Kemajuan teknologi ini otomatis melahirkan ribuan pewarta otodidak baru yang bernaung di sebaran media sosial tersebut.
Hebatnya, mereka mayoritas, langsung mengklaim dirinya sebagai WARTAWAN.
Hal ini tentu berdampak, pro dan kontra di kalangan masyarakat atas penampilan, ulah dan produknya.
Yang pro, karena mereka senang dengan kecepatan memperoleh informasi tanpa peduli penggunaan bahasa ‘jurnalistik’ di Indonesia yang menganut kalimat singkat, padat, dan mudah dimengerti. (Buku merah Rosihan Anwar, Red)
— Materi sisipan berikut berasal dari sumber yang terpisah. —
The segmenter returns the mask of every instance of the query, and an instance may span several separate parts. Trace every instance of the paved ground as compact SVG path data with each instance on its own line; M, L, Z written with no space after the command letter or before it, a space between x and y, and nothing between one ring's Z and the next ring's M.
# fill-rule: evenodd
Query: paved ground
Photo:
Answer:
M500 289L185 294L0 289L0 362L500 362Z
Yang kontra menilai masih banyak ‘keteteran’ baik dari narasi redaksi penggunaan kosa kata bahasa Indonesia yang baik dan benar. Maupun, wawasan Pewarta dan Redakturnya tentang apa yang diberitakan medianya.
Begitu hasil pengamatan dan perbincangan saya dengan sejumlah pemangku kebijakan serta diskusi kecil dengan sejumlah karib di beberapa warkop yang sempat saya serap belakangan ini.
Sebagai Wartawan yang dianggap sudah banyak pengalaman oleh teman-teman, pertanyaan dan pernyataan ini sangat sering saya terima dan dengar. Tak jelas maksudnya, apakah atas kepedulian atau keingintahuannya tentang proses menjadi Wartawan dan kewartawanan itu sendiri.
Terus terang, saya senang karena profesi Wartawan ini sudah banyak dilirik, dipeduli dan diamati kalangan masyarakat dibanding dua jaman yang saya lalui sebelumnya ketika jadi Penyiar radio serta bekerja dan berkarya di media konvensional seperti cetak dan elektronik.
Jawaban saya selalu singkat sambil berkias saja, bahwa : “Semua yang namanya baru, biasanya, berlebihan di dalam kekurangannya”.